Naomi and her two sons went to live in Moab, because there was a famine in Bethlehem. It must have seemed that the famine would last forever. However long it did last, it is not the big story now. While their family was away from home, her husband and two sons died. She came back to Bethlehem with her daughter-in-law Ruth as an empty woman. She thought that nothing good could ever come of her life, but that is not the way her story ended. It was not long after she and Ruth had returned before hunger and wisdom brought the young Moabite woman to the property of a man named Boaz. Before much time had passed Naomi actually had a plan. When Ruth came home from seeing Boaz one night, do you remember what Naomi said to her about how long it would take Boaz to be their kinsman-redeemer? “Wait, my daughter, until you learn how the matter turns out, for the man will not rest but will settle the matter today.” In a little while Boaz married Ruth, and God had soon provided a new generation. He does that sort of thing. So Boaz fathered Obed, Obed fathered Jesse, and Jesse fathered David. Life went on. Compared to the vastness of eternity it was just a little while until another descendant of Ruth, Mary, gave birth to the One who was the called by the apostle Paul, the image of the invisible God, the icon of God, Jesus the real “Son of David.”

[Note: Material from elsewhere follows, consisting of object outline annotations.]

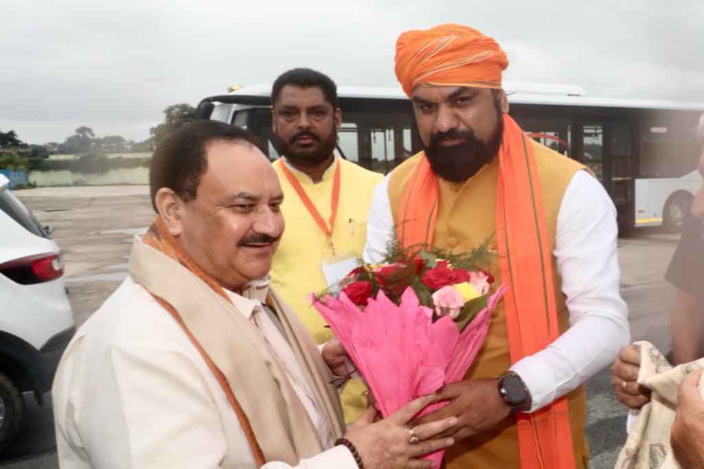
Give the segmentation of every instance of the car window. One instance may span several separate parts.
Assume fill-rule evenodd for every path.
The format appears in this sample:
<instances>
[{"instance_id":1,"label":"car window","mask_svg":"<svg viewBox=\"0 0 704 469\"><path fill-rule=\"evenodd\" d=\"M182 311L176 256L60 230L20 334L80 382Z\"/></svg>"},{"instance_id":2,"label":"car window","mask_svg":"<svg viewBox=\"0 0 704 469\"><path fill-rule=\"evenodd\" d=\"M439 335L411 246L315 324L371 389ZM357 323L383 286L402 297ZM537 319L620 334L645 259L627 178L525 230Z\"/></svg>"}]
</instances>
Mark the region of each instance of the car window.
<instances>
[{"instance_id":1,"label":"car window","mask_svg":"<svg viewBox=\"0 0 704 469\"><path fill-rule=\"evenodd\" d=\"M28 232L43 238L46 237L42 225L34 218L27 207L10 191L0 191L0 210L25 227Z\"/></svg>"}]
</instances>

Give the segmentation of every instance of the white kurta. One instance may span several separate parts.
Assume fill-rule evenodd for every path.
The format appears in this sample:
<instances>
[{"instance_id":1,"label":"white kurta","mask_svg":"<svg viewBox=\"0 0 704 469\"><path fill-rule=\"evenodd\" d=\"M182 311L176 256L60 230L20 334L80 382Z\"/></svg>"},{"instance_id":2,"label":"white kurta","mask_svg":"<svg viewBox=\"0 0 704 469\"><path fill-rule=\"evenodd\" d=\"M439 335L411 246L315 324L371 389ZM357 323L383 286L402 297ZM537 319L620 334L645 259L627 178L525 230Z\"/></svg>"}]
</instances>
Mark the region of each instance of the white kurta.
<instances>
[{"instance_id":1,"label":"white kurta","mask_svg":"<svg viewBox=\"0 0 704 469\"><path fill-rule=\"evenodd\" d=\"M374 194L367 223L366 262L378 263L393 236L389 177ZM570 328L546 349L511 366L535 411L572 391L615 361L630 341L628 307L619 292L616 208L599 182L577 171L558 213L553 255L567 298Z\"/></svg>"},{"instance_id":2,"label":"white kurta","mask_svg":"<svg viewBox=\"0 0 704 469\"><path fill-rule=\"evenodd\" d=\"M256 301L232 294L241 311L249 305L243 314L251 316ZM281 349L288 347L285 340L270 345L287 355ZM63 469L211 469L222 467L226 454L237 455L238 468L256 467L237 418L200 354L171 315L129 277L78 330L61 359L52 397ZM306 399L301 396L311 420L325 434L327 423ZM357 469L344 446L295 467Z\"/></svg>"}]
</instances>

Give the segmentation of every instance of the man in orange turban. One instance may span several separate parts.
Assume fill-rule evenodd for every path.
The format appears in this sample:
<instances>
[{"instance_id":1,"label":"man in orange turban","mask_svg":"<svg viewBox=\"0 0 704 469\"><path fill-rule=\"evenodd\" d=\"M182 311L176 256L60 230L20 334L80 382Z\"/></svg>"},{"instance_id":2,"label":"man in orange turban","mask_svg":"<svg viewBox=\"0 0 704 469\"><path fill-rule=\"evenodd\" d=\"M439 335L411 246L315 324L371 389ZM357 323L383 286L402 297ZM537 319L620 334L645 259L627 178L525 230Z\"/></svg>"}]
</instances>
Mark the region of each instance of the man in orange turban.
<instances>
[{"instance_id":1,"label":"man in orange turban","mask_svg":"<svg viewBox=\"0 0 704 469\"><path fill-rule=\"evenodd\" d=\"M616 211L582 164L527 137L508 115L506 55L458 25L405 32L396 73L425 151L377 187L367 261L398 227L404 246L470 251L491 239L485 266L510 288L465 379L422 421L458 417L455 468L586 468L582 384L629 339L619 293Z\"/></svg>"}]
</instances>

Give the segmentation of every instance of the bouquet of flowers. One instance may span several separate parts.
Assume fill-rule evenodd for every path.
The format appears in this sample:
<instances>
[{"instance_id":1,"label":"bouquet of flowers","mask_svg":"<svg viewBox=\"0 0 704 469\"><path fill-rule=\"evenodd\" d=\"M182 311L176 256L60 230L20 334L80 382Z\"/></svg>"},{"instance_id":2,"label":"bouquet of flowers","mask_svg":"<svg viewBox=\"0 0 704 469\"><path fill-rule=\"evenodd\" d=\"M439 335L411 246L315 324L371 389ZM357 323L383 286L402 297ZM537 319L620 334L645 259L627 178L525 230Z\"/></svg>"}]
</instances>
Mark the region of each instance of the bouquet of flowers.
<instances>
[{"instance_id":1,"label":"bouquet of flowers","mask_svg":"<svg viewBox=\"0 0 704 469\"><path fill-rule=\"evenodd\" d=\"M488 245L451 254L394 242L382 263L362 264L312 296L384 418L464 377L504 290L477 267L492 255ZM439 467L444 454L426 457Z\"/></svg>"}]
</instances>

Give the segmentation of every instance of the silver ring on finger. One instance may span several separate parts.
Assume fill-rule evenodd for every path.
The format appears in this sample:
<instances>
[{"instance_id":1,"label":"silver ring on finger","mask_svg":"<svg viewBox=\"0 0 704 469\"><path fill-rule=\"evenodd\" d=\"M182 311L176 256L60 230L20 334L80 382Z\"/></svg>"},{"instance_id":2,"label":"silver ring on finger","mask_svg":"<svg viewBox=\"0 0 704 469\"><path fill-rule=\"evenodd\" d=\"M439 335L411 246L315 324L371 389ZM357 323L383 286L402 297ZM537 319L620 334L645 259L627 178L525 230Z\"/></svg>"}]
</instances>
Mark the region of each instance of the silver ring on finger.
<instances>
[{"instance_id":1,"label":"silver ring on finger","mask_svg":"<svg viewBox=\"0 0 704 469\"><path fill-rule=\"evenodd\" d=\"M420 439L413 432L413 429L410 429L408 430L408 444L417 444L420 442Z\"/></svg>"}]
</instances>

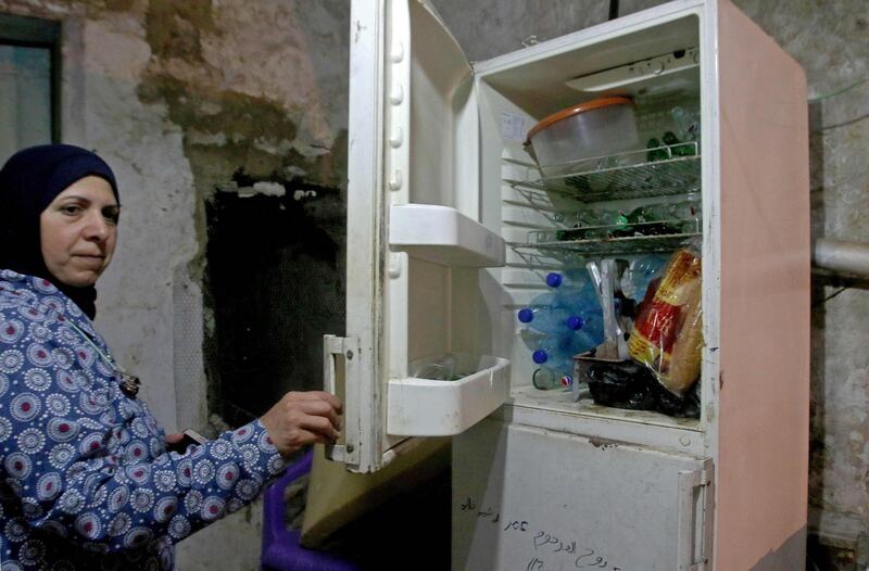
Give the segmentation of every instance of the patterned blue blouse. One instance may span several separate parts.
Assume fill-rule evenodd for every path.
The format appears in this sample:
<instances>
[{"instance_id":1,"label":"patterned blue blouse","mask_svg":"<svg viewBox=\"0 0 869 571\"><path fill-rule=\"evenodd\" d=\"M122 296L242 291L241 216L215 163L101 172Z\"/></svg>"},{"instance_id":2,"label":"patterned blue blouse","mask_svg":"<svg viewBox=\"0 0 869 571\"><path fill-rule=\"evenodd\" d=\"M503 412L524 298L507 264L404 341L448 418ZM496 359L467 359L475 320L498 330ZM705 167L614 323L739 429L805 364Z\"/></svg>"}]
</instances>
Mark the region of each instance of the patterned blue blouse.
<instances>
[{"instance_id":1,"label":"patterned blue blouse","mask_svg":"<svg viewBox=\"0 0 869 571\"><path fill-rule=\"evenodd\" d=\"M84 334L111 355L50 282L0 270L0 570L173 569L176 542L253 500L284 459L259 420L166 452Z\"/></svg>"}]
</instances>

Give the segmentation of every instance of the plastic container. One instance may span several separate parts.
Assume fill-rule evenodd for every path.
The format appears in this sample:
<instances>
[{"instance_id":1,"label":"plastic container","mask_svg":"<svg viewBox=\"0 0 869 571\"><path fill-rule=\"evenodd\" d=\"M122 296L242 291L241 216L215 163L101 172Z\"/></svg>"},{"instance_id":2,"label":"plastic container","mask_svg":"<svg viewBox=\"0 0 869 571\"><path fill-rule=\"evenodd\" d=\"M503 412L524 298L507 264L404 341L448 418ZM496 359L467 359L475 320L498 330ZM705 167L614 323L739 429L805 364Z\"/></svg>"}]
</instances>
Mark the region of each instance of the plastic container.
<instances>
[{"instance_id":1,"label":"plastic container","mask_svg":"<svg viewBox=\"0 0 869 571\"><path fill-rule=\"evenodd\" d=\"M544 118L528 131L526 150L546 176L569 173L564 163L638 149L633 102L624 97L587 101Z\"/></svg>"}]
</instances>

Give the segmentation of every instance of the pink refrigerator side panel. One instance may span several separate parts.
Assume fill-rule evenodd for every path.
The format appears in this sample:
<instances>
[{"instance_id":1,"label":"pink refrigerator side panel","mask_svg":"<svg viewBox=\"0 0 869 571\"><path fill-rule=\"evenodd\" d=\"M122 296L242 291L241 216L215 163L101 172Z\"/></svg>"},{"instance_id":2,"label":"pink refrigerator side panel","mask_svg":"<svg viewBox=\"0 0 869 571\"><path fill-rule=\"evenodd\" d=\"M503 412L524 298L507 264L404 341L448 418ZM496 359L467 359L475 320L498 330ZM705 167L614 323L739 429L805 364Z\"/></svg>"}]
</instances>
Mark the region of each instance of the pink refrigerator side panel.
<instances>
[{"instance_id":1,"label":"pink refrigerator side panel","mask_svg":"<svg viewBox=\"0 0 869 571\"><path fill-rule=\"evenodd\" d=\"M810 293L805 74L729 2L719 7L715 564L803 569Z\"/></svg>"}]
</instances>

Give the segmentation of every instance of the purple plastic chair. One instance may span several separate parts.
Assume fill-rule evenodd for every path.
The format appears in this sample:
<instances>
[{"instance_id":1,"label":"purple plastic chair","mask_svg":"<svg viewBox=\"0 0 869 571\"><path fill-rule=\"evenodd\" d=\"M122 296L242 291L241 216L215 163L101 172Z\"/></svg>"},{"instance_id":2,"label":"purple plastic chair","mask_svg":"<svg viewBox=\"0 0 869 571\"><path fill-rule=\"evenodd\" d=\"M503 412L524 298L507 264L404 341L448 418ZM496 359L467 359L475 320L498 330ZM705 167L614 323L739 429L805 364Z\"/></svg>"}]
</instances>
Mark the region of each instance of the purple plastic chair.
<instances>
[{"instance_id":1,"label":"purple plastic chair","mask_svg":"<svg viewBox=\"0 0 869 571\"><path fill-rule=\"evenodd\" d=\"M311 471L314 452L308 451L265 491L263 506L264 571L361 571L361 568L332 554L299 545L301 533L284 522L284 491Z\"/></svg>"}]
</instances>

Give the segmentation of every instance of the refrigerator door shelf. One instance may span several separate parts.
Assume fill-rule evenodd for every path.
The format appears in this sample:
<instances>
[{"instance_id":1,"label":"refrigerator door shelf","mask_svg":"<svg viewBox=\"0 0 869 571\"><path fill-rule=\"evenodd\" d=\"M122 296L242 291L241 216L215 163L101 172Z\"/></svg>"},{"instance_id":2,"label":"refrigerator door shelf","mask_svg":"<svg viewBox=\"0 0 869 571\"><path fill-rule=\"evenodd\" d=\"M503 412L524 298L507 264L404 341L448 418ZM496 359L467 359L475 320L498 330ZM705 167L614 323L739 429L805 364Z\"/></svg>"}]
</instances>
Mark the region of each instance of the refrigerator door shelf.
<instances>
[{"instance_id":1,"label":"refrigerator door shelf","mask_svg":"<svg viewBox=\"0 0 869 571\"><path fill-rule=\"evenodd\" d=\"M390 208L389 245L411 256L455 267L503 266L504 239L450 206Z\"/></svg>"},{"instance_id":2,"label":"refrigerator door shelf","mask_svg":"<svg viewBox=\"0 0 869 571\"><path fill-rule=\"evenodd\" d=\"M459 434L501 406L509 394L509 360L450 353L411 363L411 377L389 381L387 432Z\"/></svg>"}]
</instances>

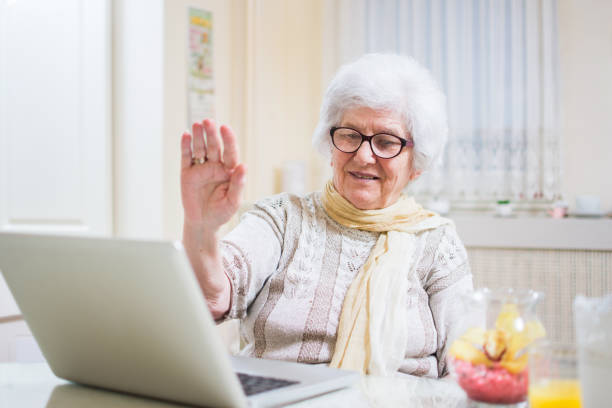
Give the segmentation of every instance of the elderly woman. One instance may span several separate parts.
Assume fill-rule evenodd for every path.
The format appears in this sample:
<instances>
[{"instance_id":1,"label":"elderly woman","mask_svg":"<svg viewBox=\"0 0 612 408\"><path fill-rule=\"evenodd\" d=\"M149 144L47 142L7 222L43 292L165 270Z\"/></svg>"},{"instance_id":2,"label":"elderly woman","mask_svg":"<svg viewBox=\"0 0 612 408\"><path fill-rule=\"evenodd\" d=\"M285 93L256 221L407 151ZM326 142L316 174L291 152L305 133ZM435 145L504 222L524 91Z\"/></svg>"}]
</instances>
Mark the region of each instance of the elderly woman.
<instances>
[{"instance_id":1,"label":"elderly woman","mask_svg":"<svg viewBox=\"0 0 612 408\"><path fill-rule=\"evenodd\" d=\"M183 134L184 245L213 317L241 319L243 355L447 373L467 254L449 220L402 193L443 150L444 103L411 58L343 66L313 135L332 180L256 203L222 240L245 183L236 138L211 120Z\"/></svg>"}]
</instances>

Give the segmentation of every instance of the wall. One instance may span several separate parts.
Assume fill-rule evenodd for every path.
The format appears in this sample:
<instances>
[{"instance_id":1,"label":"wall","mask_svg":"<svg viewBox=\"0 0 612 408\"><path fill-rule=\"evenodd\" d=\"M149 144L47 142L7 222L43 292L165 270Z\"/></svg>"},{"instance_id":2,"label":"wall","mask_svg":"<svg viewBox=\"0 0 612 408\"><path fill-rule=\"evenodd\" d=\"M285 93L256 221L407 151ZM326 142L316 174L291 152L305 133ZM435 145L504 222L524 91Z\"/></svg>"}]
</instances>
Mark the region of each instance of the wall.
<instances>
[{"instance_id":1,"label":"wall","mask_svg":"<svg viewBox=\"0 0 612 408\"><path fill-rule=\"evenodd\" d=\"M560 0L563 191L597 194L612 212L612 2Z\"/></svg>"},{"instance_id":2,"label":"wall","mask_svg":"<svg viewBox=\"0 0 612 408\"><path fill-rule=\"evenodd\" d=\"M113 231L162 236L163 1L114 0Z\"/></svg>"},{"instance_id":3,"label":"wall","mask_svg":"<svg viewBox=\"0 0 612 408\"><path fill-rule=\"evenodd\" d=\"M311 147L321 102L322 1L261 0L248 13L247 201L280 192L279 169L306 162L319 189Z\"/></svg>"}]
</instances>

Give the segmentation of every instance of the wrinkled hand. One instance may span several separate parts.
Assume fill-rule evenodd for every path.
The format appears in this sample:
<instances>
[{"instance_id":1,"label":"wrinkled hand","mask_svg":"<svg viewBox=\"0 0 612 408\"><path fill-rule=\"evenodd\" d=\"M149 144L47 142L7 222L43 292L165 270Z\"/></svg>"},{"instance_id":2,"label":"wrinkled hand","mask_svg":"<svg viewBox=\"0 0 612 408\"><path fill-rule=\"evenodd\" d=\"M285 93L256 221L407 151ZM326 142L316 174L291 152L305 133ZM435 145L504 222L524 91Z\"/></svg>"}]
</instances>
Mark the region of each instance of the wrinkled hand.
<instances>
[{"instance_id":1,"label":"wrinkled hand","mask_svg":"<svg viewBox=\"0 0 612 408\"><path fill-rule=\"evenodd\" d=\"M181 198L185 224L216 231L240 207L246 166L239 162L236 137L228 126L221 126L221 137L210 119L194 123L192 130L193 151L189 132L183 133L181 138Z\"/></svg>"}]
</instances>

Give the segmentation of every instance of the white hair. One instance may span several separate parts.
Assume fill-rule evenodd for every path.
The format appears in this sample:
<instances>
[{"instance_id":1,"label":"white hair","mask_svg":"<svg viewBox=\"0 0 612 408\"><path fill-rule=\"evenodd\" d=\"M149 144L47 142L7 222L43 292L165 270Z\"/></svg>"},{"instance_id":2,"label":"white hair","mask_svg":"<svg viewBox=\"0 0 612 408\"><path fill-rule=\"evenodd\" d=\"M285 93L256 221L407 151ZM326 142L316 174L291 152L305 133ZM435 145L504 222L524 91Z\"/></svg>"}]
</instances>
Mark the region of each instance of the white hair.
<instances>
[{"instance_id":1,"label":"white hair","mask_svg":"<svg viewBox=\"0 0 612 408\"><path fill-rule=\"evenodd\" d=\"M397 113L414 140L413 169L426 171L446 144L446 98L432 75L414 58L366 54L340 67L323 97L313 146L331 157L329 130L348 109L368 107Z\"/></svg>"}]
</instances>

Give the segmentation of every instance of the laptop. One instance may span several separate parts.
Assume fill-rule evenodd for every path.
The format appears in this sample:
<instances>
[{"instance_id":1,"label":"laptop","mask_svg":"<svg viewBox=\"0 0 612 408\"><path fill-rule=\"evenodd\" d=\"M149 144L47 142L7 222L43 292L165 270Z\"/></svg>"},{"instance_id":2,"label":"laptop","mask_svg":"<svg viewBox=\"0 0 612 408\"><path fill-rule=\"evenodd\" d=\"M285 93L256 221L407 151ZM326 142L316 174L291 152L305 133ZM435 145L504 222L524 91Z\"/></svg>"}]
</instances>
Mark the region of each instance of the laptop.
<instances>
[{"instance_id":1,"label":"laptop","mask_svg":"<svg viewBox=\"0 0 612 408\"><path fill-rule=\"evenodd\" d=\"M359 378L230 356L180 242L0 233L0 270L51 370L69 381L197 406L265 407Z\"/></svg>"}]
</instances>

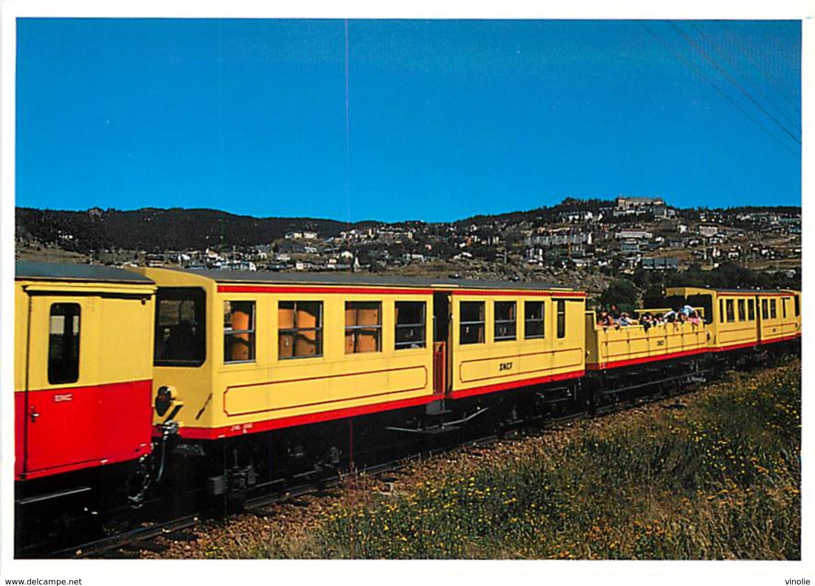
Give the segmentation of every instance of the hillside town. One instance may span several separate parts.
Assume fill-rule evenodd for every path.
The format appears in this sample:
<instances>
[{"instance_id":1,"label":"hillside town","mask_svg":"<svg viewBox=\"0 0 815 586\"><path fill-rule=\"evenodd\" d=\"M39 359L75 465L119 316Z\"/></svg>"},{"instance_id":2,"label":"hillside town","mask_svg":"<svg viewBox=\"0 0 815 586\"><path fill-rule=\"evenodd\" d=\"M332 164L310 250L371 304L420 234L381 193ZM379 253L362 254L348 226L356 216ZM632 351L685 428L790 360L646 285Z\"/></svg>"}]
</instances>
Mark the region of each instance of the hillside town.
<instances>
[{"instance_id":1,"label":"hillside town","mask_svg":"<svg viewBox=\"0 0 815 586\"><path fill-rule=\"evenodd\" d=\"M452 278L515 280L564 271L624 276L692 265L711 270L731 262L793 276L801 263L800 209L683 209L661 197L567 199L552 208L450 223L365 223L334 234L304 227L251 246L112 248L93 251L87 262L191 270L447 272ZM68 242L75 237L59 236ZM42 247L18 233L18 258L32 258Z\"/></svg>"}]
</instances>

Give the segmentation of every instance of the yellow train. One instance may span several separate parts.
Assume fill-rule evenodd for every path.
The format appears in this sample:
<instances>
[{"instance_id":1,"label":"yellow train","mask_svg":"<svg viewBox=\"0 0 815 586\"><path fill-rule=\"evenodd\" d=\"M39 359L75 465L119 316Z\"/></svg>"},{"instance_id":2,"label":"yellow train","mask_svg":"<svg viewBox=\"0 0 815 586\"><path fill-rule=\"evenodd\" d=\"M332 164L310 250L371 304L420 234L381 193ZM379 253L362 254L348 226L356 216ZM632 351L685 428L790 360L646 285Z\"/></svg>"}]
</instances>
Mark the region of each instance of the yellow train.
<instances>
[{"instance_id":1,"label":"yellow train","mask_svg":"<svg viewBox=\"0 0 815 586\"><path fill-rule=\"evenodd\" d=\"M168 477L240 499L389 434L501 427L800 337L798 292L667 293L703 322L602 328L539 283L20 262L17 501L107 490L114 467L134 502Z\"/></svg>"}]
</instances>

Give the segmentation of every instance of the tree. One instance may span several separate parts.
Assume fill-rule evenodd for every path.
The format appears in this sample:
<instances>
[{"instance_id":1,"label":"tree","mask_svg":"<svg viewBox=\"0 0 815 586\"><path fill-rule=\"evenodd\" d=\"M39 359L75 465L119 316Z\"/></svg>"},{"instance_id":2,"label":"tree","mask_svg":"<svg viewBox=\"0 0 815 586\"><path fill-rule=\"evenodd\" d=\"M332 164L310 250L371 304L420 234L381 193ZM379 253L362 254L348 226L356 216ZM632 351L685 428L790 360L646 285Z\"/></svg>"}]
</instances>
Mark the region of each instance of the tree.
<instances>
[{"instance_id":1,"label":"tree","mask_svg":"<svg viewBox=\"0 0 815 586\"><path fill-rule=\"evenodd\" d=\"M620 311L633 313L640 302L640 292L628 279L614 279L600 296L600 305L610 307L616 305Z\"/></svg>"}]
</instances>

There was a man called Bartimaeus, a blind beggar. Maybe he thought that nothing dramatically good could happen to his eyes. As Jesus was leaving Jericho, Bartimaeus heard about it. His eyes did not yet see, but his ears heard.

When he heard that it was Jesus of Nazareth, he began to cry out and say, "Jesus, Son of David, have mercy on me!" Many rebuked him, telling him to be silent. But he cried out all the more, "Son of David, have mercy on me!" Jesus stopped and said, "Call him." And they called the blind man, saying to him, "Take heart. Get up; he is calling you." Throwing off his cloak, he sprang up and came to Jesus. Jesus said to him, "What do you want me to do for you?" And the blind man said to him, "Rabbi, let me recover my sight." Jesus said to him, "Go your way; your faith has made you well." And immediately he recovered his sight and followed him on the way.


That's from Mark 10. Mark loves the word "immediately." You can be locked in some trouble that seems like it will never end, but it will. Many things can change for the better in a moment. It may not be today, but can you entertain the thought that winter will only last for a season? Maybe you have to wait your whole life as a blind man because the Son of David does not seem to pass by your house, yet because of the death and resurrection of the Messiah, we can say this with confidence: "In a little while you will see Jesus.” (Consider Colossians 1:15-23.) Borrow joy from the future today because of the Jesus who the disciples would see again after he died and rose again, and don’t be surprised if impossible problems that seem to last forever will soon be over because of Him.


1. What is Jesus talking about when He speaks to His disciples about “a little while” and why are they confused by His words?

2. What explains the different response of the world and the disciples to the events that will soon take place?

3. Is there some purpose to the anguish and sorrow that the disciples will face? Is there some purpose in waiting?

4. If you are in the midst of some present sorrow, could it be that you will be rejoicing in a little while, even in this life?